6 juillet 2021

Au Cambodge, dans le sens du grain (de riz)

by Deanna Ramsay / in Récit d'expérience

La résilience est nécessaire dans le commerce du riz, le développer en demande beaucoup

Environ 80% des Cambodgiens sont des agriculteurs ruraux et le riz est la principale culture du pays. Cependant, jusqu'à la dernière décennie environ, le secteur n'avait pas été à la hauteur de son potentiel.

S'il l'était, cela se traduirait par des récoltes plus abondantes, de meilleurs revenus pour les paysans pauvres, la participation d'un plus grand nombre d'entreprises locales aux exportations et une compétitivité accrue sur le marché mondial du riz.
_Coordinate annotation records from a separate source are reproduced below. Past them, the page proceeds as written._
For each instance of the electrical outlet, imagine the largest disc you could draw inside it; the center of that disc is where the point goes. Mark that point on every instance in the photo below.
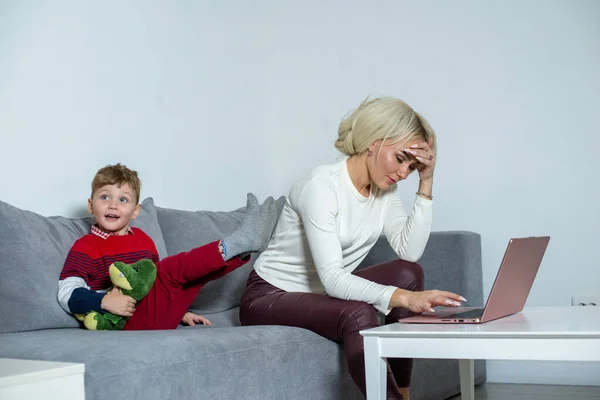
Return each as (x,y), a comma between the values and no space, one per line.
(585,301)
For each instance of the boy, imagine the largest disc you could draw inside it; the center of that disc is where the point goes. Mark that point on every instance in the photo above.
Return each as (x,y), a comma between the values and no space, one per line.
(114,203)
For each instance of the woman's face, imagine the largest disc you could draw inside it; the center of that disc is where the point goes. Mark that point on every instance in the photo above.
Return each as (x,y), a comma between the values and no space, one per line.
(391,164)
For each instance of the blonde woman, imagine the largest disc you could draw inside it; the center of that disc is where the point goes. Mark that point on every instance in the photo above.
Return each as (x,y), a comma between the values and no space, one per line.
(332,218)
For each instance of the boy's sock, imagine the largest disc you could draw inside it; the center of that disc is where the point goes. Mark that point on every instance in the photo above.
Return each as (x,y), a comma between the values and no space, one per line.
(256,229)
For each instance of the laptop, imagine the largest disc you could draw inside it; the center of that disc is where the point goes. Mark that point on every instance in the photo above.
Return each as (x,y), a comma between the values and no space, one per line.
(513,283)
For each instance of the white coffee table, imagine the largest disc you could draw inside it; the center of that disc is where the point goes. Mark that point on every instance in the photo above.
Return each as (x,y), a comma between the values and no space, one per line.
(49,380)
(539,333)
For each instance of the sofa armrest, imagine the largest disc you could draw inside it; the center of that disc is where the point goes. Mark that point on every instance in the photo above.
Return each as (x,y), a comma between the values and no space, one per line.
(451,261)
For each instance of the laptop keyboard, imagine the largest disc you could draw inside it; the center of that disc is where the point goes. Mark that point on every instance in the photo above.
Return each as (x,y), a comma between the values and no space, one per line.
(474,313)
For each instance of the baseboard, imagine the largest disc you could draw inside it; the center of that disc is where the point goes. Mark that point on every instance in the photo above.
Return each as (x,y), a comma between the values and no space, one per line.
(544,372)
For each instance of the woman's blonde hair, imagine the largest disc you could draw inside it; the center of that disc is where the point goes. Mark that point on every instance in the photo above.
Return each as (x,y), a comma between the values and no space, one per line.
(384,118)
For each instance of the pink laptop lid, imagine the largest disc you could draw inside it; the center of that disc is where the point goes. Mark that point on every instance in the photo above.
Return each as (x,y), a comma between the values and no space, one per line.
(515,278)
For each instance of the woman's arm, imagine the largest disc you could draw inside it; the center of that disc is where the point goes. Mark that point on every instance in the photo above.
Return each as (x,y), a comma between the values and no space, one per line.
(408,235)
(318,207)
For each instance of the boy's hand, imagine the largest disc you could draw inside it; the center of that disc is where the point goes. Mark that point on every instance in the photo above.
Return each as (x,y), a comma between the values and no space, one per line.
(118,303)
(192,319)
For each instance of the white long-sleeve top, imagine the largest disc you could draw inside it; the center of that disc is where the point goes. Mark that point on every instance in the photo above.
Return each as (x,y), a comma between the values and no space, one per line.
(327,228)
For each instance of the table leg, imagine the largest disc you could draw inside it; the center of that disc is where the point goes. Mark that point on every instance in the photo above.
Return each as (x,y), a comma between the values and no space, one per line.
(467,379)
(375,369)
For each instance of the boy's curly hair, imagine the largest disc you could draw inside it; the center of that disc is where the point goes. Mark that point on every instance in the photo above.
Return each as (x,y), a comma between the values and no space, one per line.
(117,174)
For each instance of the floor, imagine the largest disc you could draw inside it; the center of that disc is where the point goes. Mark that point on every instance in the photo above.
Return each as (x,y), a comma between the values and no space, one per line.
(512,391)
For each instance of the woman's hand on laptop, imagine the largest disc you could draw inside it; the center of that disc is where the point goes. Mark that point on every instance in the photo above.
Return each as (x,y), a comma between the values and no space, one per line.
(425,301)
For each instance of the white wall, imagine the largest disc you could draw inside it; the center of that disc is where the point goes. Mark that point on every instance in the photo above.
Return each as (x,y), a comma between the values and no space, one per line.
(210,100)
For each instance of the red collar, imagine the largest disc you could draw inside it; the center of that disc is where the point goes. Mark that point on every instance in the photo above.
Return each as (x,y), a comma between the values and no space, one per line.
(104,235)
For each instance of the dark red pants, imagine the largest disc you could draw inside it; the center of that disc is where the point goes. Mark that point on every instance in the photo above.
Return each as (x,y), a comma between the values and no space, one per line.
(179,279)
(336,319)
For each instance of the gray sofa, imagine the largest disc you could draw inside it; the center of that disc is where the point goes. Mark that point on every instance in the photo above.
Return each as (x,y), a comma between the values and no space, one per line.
(224,361)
Le pays réussit désormais à développer ce potentiel, ce qui a nécessité une stratégie et une planification gouvernementales, une aide internationale et l'ingéniosité de la population locale.

"Nos riziculteurs rencontrent des difficultés pour avoir suffisamment de systèmes d'irrigation, d'engrais et de pesticides sans danger. Après la récolte, ils ont du mal à connaître les prix du marché et à faire entrer leurs produits sur des marchés potentiels. De plus, ils sont fortement tributaires des collecteurs et des acheteurs nationaux", a dit M. Kemvichet Long, Directeur général adjoint pour le commerce international.

"Dans le cas des exportateurs locaux, les difficultés rencontrées sont notamment un approvisionnement irrégulier, la logistique liée à l'acheminement du riz vers les marchés de destination et le respect des mesures sanitaires et phytosanitaires internationales requises", a indiqué M. Long.

Amru Rice est un exemple de la manière dont certaines de ces difficultés peuvent être surmontées. Cette entreprise cambodgienne a été fondée en 2011 pour vendre du riz, à un moment où le Cambodge et l'Union européenne avaient accepté l'initiative Tout sauf les armes qui permet les exportations directes à destination de l'Europe.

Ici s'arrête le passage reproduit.